1) Build talent pipelines for the future…and start now – If a business is serious about meeting Emiratisation targets, there’s no better time to start developing talent pipelines than now. Doing so can aid an organisation in securing a healthy long-term stream of talented professionals into the workforce. Etihad is a perfect example of this. The airline recognised that there simply weren’t enough locals with the required skills so it looked to develop the talent from the ground up. At the start of the project the local element of the workforce stood at around 2% and by 2013 had risen to 22%. So if businesses are serious about meeting targets, get started right away.

2) Compete on pay and benefits – Currently, many government organisations offer very attractive packages to nationals. And unfortunately there’s no ‘clever’ solution to this for the private sector. If companies want to compete for Emirati talent they simply have to develop employment offerings that at least match that of public sector organisations. Paying higher salaries is one factor that can entice nationals to join but businesses should also be creative when it comes to offering different benefits and flexible working hours.

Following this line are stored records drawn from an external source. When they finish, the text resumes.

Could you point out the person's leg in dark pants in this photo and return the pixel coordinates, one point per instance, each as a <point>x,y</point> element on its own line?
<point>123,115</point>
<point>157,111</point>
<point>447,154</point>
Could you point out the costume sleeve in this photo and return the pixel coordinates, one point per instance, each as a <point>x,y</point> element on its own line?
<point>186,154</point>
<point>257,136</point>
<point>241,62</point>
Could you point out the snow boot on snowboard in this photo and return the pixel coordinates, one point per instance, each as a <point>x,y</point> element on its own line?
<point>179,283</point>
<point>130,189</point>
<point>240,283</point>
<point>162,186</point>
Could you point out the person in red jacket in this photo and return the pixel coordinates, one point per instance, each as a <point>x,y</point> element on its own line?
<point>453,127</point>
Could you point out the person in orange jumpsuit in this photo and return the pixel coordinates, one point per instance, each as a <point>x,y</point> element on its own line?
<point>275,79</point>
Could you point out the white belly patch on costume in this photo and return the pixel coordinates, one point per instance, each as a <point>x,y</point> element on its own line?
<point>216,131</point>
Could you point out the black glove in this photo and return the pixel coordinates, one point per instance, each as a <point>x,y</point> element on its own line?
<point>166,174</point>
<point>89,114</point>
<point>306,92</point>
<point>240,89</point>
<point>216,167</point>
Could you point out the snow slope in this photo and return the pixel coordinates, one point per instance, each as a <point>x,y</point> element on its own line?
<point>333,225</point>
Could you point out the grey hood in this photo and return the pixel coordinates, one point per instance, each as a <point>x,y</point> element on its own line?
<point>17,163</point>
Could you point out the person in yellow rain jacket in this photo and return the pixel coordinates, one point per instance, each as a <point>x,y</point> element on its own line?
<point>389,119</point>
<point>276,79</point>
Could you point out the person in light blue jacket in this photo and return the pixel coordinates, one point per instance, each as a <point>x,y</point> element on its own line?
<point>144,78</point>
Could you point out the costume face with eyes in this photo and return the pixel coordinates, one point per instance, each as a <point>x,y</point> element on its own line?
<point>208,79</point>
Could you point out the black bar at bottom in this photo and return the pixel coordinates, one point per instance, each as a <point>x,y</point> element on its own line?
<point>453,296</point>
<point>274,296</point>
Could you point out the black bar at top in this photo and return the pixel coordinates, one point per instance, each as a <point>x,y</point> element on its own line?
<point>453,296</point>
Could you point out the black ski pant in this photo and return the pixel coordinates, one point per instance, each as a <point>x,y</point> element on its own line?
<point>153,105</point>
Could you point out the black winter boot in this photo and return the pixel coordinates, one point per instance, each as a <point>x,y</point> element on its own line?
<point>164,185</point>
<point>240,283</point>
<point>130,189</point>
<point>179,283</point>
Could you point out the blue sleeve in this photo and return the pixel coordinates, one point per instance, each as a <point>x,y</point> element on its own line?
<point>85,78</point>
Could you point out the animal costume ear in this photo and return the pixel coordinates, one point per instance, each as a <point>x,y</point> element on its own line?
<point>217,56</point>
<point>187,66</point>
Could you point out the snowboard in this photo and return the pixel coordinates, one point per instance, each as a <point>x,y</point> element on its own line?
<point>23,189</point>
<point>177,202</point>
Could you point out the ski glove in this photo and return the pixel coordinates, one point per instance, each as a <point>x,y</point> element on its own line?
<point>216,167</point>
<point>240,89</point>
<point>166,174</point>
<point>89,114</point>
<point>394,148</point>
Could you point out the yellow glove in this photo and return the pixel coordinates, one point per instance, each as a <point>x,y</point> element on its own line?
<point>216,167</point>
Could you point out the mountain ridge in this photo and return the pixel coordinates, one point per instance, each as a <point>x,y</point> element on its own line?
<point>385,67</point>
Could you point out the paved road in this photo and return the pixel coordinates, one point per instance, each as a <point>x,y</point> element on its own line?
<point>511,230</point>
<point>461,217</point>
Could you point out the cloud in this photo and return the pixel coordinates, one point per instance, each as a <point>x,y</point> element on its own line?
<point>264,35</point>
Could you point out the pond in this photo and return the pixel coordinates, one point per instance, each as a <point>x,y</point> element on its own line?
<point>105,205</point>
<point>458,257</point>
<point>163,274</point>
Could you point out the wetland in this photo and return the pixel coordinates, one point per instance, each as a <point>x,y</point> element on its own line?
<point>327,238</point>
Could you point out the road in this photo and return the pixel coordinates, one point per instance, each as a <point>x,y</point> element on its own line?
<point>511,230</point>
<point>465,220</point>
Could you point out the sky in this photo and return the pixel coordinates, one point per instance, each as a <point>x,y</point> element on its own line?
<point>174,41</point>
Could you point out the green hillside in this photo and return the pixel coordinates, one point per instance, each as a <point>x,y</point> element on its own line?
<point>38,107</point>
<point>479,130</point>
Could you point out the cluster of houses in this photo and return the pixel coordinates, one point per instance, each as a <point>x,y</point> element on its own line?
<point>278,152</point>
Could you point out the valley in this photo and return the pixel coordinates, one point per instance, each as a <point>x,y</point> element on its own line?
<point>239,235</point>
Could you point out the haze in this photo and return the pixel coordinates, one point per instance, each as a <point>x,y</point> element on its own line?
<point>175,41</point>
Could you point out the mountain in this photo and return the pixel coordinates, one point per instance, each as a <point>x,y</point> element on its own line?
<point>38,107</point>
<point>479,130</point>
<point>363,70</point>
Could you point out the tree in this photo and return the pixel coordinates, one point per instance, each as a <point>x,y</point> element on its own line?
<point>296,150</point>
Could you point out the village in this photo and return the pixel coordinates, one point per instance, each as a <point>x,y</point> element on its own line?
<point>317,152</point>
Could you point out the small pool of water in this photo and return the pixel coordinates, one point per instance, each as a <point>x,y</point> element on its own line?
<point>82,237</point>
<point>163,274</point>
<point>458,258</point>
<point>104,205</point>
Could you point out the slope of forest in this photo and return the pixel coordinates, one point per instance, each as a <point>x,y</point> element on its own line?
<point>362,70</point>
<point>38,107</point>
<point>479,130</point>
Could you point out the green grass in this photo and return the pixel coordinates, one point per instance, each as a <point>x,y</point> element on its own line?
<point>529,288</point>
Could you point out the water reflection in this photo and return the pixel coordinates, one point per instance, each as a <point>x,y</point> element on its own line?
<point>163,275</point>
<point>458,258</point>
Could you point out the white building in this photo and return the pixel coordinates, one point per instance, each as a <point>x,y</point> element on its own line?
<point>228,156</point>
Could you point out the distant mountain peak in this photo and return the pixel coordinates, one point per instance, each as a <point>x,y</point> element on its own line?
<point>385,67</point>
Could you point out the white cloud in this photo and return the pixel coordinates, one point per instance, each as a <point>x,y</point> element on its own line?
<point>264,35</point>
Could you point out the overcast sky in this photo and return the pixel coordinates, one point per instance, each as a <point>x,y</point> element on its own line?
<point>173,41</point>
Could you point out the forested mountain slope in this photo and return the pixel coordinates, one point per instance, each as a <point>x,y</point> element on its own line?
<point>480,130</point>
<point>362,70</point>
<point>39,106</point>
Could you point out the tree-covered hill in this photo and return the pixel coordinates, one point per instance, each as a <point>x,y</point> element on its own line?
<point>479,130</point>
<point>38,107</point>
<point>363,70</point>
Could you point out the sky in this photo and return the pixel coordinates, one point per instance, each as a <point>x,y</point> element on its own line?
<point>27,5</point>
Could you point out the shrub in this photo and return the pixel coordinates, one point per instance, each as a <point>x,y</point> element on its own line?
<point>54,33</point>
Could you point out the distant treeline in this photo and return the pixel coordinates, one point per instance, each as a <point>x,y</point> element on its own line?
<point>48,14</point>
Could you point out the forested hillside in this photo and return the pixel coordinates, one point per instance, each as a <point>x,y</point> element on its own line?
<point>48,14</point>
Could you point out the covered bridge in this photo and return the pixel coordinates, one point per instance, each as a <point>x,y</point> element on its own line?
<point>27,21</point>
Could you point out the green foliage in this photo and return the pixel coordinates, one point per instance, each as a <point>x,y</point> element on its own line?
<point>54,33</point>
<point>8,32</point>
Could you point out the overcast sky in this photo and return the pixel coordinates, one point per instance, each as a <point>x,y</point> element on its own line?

3) Use your expats more imaginatively – With such a large expat community in the region and with so many professionals holding powerful positions in commerce and industry, it seems a waste not to utilise them to their full extent. Why not follow the example of China where foreign talent is not only taken on to fulfil business-critical roles but also to train, shape and develop national talent and, ultimately, pass on their skills? By allowing Emiratis to shadow and learn from expats, organisations have a greater chance of keeping skill sets in the country once these professionals return home.

4) Fully integrate the locals – If firms want to secure Emirati professionals and make them feel valuable it’s absolutely crucial to integrate them fully into business operations. This means not just employing them in the U.A.E but also allowing them to experience international opportunities and take part in learning and development initiatives. By doing this it’s more likely the individual will feel more like a valued part of the organisation, rather than just being there to meet quotas.

5) Don’t compromise on talent – Which leads on to the final point, don’t hire a national for the sake of it. Talent is the most important part of any organisation and it’s therefore vital to get recruitment strategies right. Regardless of the situation businesses shouldn’t just hire on the basis of tokenism. Doing so can jeopardise the future success of the organisation. By developing a longer term process, in a similar way to Etihad, companies will have a greater chance of securing talent who can both aid their growth and help to meet Emiratisation targets.